Constructing the Weinstein story: the political economy of scandal

While the Weinstein scandal has generated a pseudo-systemic critique of sexual violence in the workplace, economic inequalities still determine who gets scandalised and who gets to respond

This is the fourth blog in a series on the political economy of the Weinstein scandal

Popular podcast The Guilty Feminist released two episodes of the show relating specifically to ‘Weinstein culture’. Comedian Jessica Fostekew commented in one of these that broadening the terms of discussions of sexual violence in the workplace to include a multitude of transgressions of varying degrees of severity is what lends power to the backlash and response to the scandal. She jokes that anyone who engages in inappropriate forms of behaviour at work, from rape to being ‘a bit handsy’, should be dubbed a ‘Harvey’. While this was said in jest, it draws attention to the growing sense that, while there are hugely variable examples being shared of examples of sexual harassment and violence at work, there is a culture that reinforces and allows the reproduction of certain behaviours across all sectors and industries in the economy. Her comments also highlight one aspect of the Weinstein scandal, the ensuing #MeToo campaign and generalised public outrage that is particularly interesting in that it has generated something akin to systemic critique of the extent of the issue. The viability of online social movements to bring about real world change is highly contested, and may require reinforcements in the form of organisational and social infrastructure to make a real change, but the opening up of public discussion does seem to hold some promise.
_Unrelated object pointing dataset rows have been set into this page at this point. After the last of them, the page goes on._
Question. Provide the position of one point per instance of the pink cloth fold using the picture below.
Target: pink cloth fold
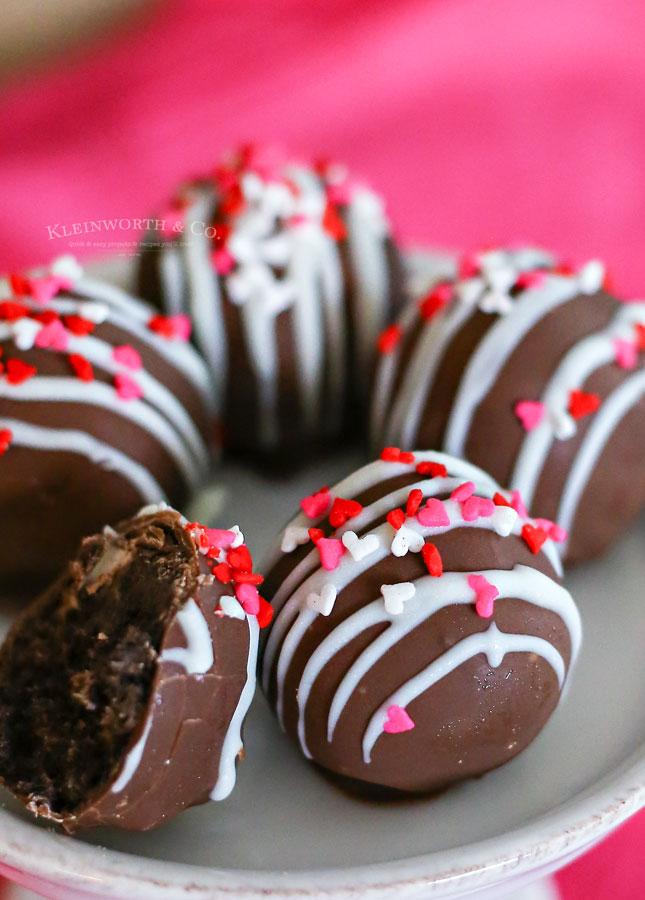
(480, 122)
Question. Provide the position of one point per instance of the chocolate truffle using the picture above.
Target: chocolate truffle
(289, 272)
(534, 372)
(422, 635)
(124, 687)
(104, 407)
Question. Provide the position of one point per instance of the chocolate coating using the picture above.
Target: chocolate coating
(289, 315)
(333, 678)
(591, 476)
(81, 453)
(122, 687)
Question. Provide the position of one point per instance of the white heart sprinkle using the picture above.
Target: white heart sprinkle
(323, 602)
(24, 333)
(231, 607)
(395, 595)
(293, 537)
(503, 520)
(360, 547)
(238, 540)
(405, 539)
(564, 425)
(94, 312)
(591, 276)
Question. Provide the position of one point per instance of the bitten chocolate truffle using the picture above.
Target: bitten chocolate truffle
(533, 371)
(289, 271)
(123, 689)
(422, 635)
(104, 407)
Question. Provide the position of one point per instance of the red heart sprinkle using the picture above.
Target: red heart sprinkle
(434, 470)
(6, 437)
(333, 223)
(432, 559)
(534, 537)
(342, 510)
(265, 613)
(582, 404)
(223, 573)
(240, 559)
(388, 339)
(82, 367)
(396, 518)
(11, 312)
(414, 502)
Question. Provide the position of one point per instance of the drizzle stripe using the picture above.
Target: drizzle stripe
(69, 441)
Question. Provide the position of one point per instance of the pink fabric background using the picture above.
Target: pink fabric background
(480, 121)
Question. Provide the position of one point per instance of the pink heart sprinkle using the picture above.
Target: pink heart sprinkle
(397, 720)
(53, 335)
(316, 504)
(331, 550)
(127, 356)
(626, 353)
(485, 593)
(532, 278)
(223, 261)
(476, 508)
(43, 289)
(518, 505)
(433, 514)
(219, 537)
(463, 492)
(127, 388)
(556, 532)
(530, 413)
(249, 598)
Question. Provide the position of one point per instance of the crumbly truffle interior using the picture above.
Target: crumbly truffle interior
(76, 672)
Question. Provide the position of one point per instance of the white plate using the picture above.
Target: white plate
(287, 834)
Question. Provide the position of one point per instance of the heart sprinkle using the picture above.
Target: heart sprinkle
(360, 547)
(293, 537)
(485, 594)
(530, 413)
(323, 602)
(397, 720)
(463, 492)
(534, 537)
(127, 388)
(395, 595)
(406, 539)
(432, 559)
(331, 550)
(433, 514)
(582, 404)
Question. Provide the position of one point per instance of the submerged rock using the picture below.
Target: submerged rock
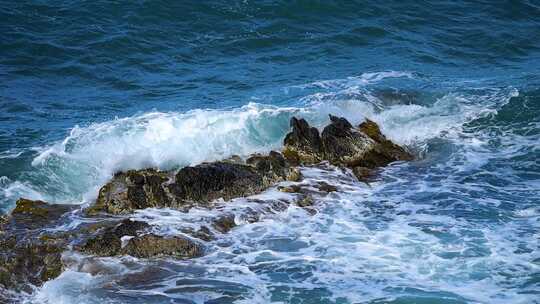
(303, 144)
(108, 241)
(30, 214)
(27, 254)
(387, 151)
(152, 245)
(131, 190)
(341, 144)
(192, 185)
(32, 254)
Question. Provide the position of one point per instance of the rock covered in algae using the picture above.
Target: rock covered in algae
(341, 144)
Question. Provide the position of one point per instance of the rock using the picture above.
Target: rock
(152, 245)
(363, 174)
(305, 201)
(31, 261)
(192, 185)
(134, 189)
(29, 256)
(29, 214)
(303, 144)
(290, 189)
(341, 144)
(387, 151)
(274, 167)
(325, 187)
(225, 223)
(108, 241)
(209, 181)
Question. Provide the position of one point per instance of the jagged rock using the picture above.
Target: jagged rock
(209, 181)
(305, 201)
(274, 167)
(134, 189)
(32, 261)
(108, 242)
(224, 224)
(27, 254)
(303, 144)
(200, 184)
(362, 173)
(341, 144)
(152, 245)
(325, 187)
(30, 214)
(290, 189)
(387, 151)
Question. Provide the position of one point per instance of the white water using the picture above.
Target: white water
(396, 237)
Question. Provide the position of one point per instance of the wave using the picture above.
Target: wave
(71, 171)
This is contradictory to some critical approaches to studying scandal. Hozic and True have argued that scandals turn systemic problems into matters of “individual failing”. Similarly, Johnson has argued that in wartime, scandals have the social effect of rendering that which is not ‘scandalous’ or ‘criminal’ in wartime permissible, and thus the practise of war itself is left largely unchallenged; this is a very convincing argument in the context of war. There is certainly a high degree of personalisation involved in the Weinstein case. However, unlike cases of wartime scandal, and contrary to the suggestion of Hozic and True, the widespread reaction from people who claimed ‘they too’ had suffered abuse at work suggest some kind of destabilisation of the underlying social conditions that allowed such endemic sexual violence in the workplace to continue for so long.
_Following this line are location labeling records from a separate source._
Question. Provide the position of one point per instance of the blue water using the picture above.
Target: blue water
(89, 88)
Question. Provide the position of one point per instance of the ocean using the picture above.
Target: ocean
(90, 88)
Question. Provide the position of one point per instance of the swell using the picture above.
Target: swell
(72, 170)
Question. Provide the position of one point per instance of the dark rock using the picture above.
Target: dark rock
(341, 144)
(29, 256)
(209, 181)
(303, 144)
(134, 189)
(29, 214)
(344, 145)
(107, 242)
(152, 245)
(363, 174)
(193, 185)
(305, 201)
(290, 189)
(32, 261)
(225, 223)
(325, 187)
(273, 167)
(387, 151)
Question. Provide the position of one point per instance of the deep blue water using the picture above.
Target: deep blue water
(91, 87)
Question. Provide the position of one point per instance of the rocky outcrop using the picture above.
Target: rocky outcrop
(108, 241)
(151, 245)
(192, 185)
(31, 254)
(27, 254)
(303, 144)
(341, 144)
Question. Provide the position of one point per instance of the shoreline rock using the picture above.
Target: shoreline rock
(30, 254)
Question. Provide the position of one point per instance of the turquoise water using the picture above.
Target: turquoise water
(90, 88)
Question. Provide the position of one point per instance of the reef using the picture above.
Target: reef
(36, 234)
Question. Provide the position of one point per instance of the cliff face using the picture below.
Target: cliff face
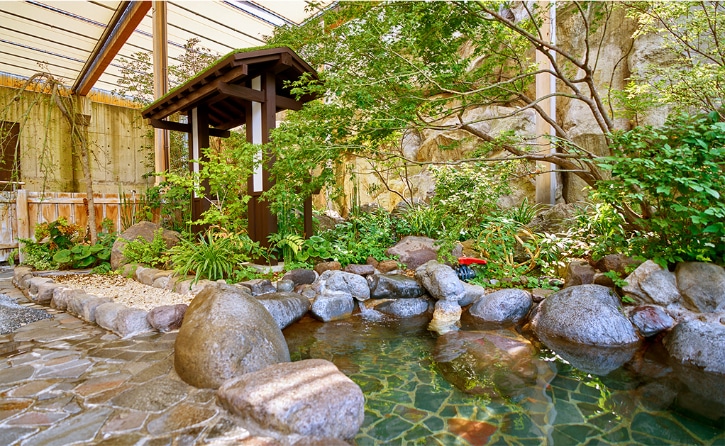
(615, 56)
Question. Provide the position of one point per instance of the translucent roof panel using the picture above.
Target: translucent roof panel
(60, 36)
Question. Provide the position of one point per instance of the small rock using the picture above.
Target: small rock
(310, 398)
(360, 270)
(441, 281)
(107, 313)
(327, 266)
(472, 294)
(394, 286)
(386, 266)
(508, 306)
(300, 276)
(413, 251)
(702, 285)
(404, 308)
(285, 286)
(285, 307)
(539, 294)
(651, 320)
(349, 283)
(332, 305)
(167, 317)
(132, 321)
(257, 287)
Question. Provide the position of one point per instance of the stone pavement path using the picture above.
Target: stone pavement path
(64, 381)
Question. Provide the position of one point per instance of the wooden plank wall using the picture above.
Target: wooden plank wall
(21, 211)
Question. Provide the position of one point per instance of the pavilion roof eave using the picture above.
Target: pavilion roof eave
(234, 68)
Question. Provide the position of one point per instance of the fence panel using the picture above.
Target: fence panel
(21, 211)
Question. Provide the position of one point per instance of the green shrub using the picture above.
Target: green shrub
(153, 254)
(674, 177)
(217, 255)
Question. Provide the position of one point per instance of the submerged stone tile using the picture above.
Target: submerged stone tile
(81, 427)
(153, 396)
(124, 421)
(180, 417)
(13, 435)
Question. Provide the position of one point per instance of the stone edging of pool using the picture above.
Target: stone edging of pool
(118, 318)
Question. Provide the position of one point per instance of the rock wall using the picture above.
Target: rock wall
(618, 56)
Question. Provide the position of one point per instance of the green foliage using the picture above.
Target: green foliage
(674, 176)
(693, 74)
(153, 254)
(218, 255)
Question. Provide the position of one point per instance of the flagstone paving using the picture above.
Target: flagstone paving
(65, 381)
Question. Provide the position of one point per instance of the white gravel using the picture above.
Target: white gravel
(123, 290)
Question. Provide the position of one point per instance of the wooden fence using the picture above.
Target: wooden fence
(22, 210)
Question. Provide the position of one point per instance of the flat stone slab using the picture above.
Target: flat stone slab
(309, 398)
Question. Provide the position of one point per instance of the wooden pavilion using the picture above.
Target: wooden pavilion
(243, 87)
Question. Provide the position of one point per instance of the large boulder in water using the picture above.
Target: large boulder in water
(441, 281)
(699, 344)
(145, 230)
(309, 398)
(496, 363)
(226, 333)
(702, 285)
(285, 307)
(584, 314)
(394, 286)
(507, 306)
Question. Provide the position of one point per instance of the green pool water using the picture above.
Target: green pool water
(408, 401)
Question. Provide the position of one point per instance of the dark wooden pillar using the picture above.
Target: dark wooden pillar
(198, 140)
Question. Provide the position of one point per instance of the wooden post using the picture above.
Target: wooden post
(161, 83)
(546, 85)
(23, 223)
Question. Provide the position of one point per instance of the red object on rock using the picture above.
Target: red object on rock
(471, 261)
However, it is important to bear in mind that scandal is intrinsically bound up with the telling of some stories and the obscuring of others. Whose stories get scandalised and whose reaction then gains public attention is underpinned by an array of intersecting social and economic inequalities. To understand this, it is useful to consider the reasons behind the breaking of scandalous stories; while there are a multitude of factors involved in the breaking of a story, news agencies must ultimately deem a story profitable to be worth the reputational risk involved in publishing a scandal, particularly when there are powerful individuals such as Weinstein involved. When the evidence had mounted and the threat of libel charges was thought to be sufficiently minor, the story was broken. The profitability of scandal as a valuable commodity determines whose stories get told, and whose are simply not worth it in the eyes of news agencies and the news consuming public. Such high-profile individuals are those who carry the most weight in their ability to influence media activity, by influencing journalists or taking the agency to court, for example.
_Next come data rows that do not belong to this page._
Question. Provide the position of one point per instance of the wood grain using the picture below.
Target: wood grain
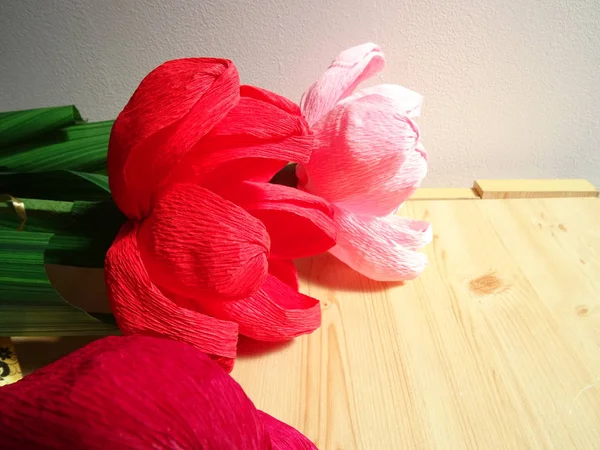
(444, 194)
(496, 345)
(10, 370)
(488, 189)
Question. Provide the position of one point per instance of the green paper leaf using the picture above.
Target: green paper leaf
(81, 232)
(30, 305)
(20, 126)
(52, 139)
(66, 185)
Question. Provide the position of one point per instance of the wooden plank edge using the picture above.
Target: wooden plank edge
(565, 188)
(444, 194)
(10, 370)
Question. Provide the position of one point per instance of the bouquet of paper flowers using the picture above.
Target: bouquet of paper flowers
(180, 200)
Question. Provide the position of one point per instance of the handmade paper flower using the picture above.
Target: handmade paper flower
(367, 161)
(207, 251)
(137, 392)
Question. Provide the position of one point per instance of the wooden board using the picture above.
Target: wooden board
(444, 194)
(534, 188)
(10, 370)
(496, 345)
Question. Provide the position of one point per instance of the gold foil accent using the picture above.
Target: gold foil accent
(19, 208)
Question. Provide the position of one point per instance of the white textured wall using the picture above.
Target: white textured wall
(512, 87)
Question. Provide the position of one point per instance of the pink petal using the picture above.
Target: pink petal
(141, 308)
(256, 140)
(285, 270)
(381, 248)
(346, 72)
(407, 102)
(299, 224)
(195, 243)
(172, 109)
(112, 394)
(367, 156)
(284, 437)
(275, 313)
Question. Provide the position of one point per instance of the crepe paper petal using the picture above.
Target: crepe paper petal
(407, 102)
(346, 72)
(254, 142)
(275, 313)
(285, 270)
(381, 248)
(252, 195)
(270, 97)
(114, 394)
(172, 109)
(366, 156)
(197, 243)
(141, 308)
(299, 224)
(284, 437)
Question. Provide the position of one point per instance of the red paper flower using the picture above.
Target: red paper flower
(207, 251)
(137, 392)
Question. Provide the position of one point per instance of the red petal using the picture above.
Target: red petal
(270, 97)
(284, 437)
(253, 142)
(275, 313)
(299, 224)
(173, 108)
(141, 308)
(195, 243)
(285, 270)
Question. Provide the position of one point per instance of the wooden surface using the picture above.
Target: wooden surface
(496, 345)
(10, 370)
(488, 189)
(444, 194)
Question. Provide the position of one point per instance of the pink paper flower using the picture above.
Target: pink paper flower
(367, 161)
(137, 392)
(207, 251)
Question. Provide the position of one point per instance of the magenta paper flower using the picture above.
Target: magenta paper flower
(367, 161)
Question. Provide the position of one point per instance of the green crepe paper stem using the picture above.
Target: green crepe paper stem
(66, 185)
(80, 232)
(17, 127)
(29, 304)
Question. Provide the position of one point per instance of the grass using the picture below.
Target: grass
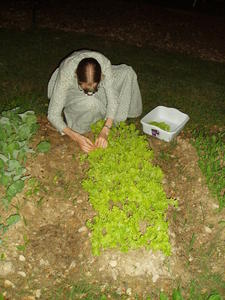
(27, 60)
(194, 86)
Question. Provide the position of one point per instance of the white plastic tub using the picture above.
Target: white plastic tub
(171, 116)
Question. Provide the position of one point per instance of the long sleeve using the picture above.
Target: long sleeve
(112, 94)
(57, 101)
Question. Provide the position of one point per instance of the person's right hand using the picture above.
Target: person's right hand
(85, 144)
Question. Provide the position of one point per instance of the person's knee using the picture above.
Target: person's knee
(131, 72)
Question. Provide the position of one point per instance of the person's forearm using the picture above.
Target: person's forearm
(72, 134)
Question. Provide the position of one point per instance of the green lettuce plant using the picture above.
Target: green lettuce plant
(126, 191)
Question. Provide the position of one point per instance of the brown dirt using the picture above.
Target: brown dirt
(58, 249)
(135, 23)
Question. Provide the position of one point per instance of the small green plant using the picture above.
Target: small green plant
(24, 245)
(16, 129)
(43, 147)
(12, 219)
(126, 190)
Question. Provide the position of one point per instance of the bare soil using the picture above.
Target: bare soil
(57, 242)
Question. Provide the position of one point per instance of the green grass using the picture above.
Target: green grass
(194, 86)
(27, 60)
(211, 152)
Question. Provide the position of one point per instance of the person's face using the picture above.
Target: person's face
(88, 88)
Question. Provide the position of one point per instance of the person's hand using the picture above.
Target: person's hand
(102, 140)
(85, 144)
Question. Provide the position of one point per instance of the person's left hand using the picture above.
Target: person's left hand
(102, 140)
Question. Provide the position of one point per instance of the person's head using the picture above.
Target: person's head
(88, 75)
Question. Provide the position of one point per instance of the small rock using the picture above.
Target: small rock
(6, 268)
(207, 229)
(72, 265)
(129, 292)
(119, 291)
(21, 273)
(8, 284)
(114, 274)
(215, 206)
(38, 293)
(173, 184)
(82, 229)
(44, 262)
(113, 263)
(155, 277)
(22, 258)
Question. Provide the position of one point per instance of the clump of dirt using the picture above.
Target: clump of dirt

However, there is an additional and complicating dimension to the profitability of scandal. Such high-profile cases are likely to be the most lucrative for news agencies as consumers are more enthralled by the exposure of transgressions of the rich and famous compared to those of restaurant or office managers. There is therefore a tension involved in breaking stories in that the high-profile cases are simultaneously the most lucrative in terms of capturing consumers’ attention and the most risky in terms of the relative economic power of the transgressor.

Furthermore, where backlash can be significant enough to contest something greater than the scandal itself, there continues to be a telling of some stories and a subsequent obscuring of other voices. In the case of the Weinstein scandal, we were sold a story of a glamorous industry with an evil man pulling all the strings, and then we were presented with a barrage of reports from predominantly Western women in a position privileged enough to allow them access to social media. Where are the stories of agricultural workers on coffee plantations in Uganda, slum-dwelling women in Kolkata, or sex workers in Sheffield?

The movement revealed how sexual violence in the workplace can happen anywhere, but with a skewed view of what constituted ‘everywhere’. It is true it opened up a space for a generalised critique of the struggle faced by millions everyday in a competitive labour market and male-dominated workplace environments. However, moving forward, we need to be aware of the gaps in this apparently universal critique of sexual harassment and violence, in order to continue to feed the fire of the #MeToo campaign and recognise the plight of all workers – no matter their geographical location, gender, class or industry – and move towards a genuinely totalising critique of the role of sex abuse and domination in modern capitalism.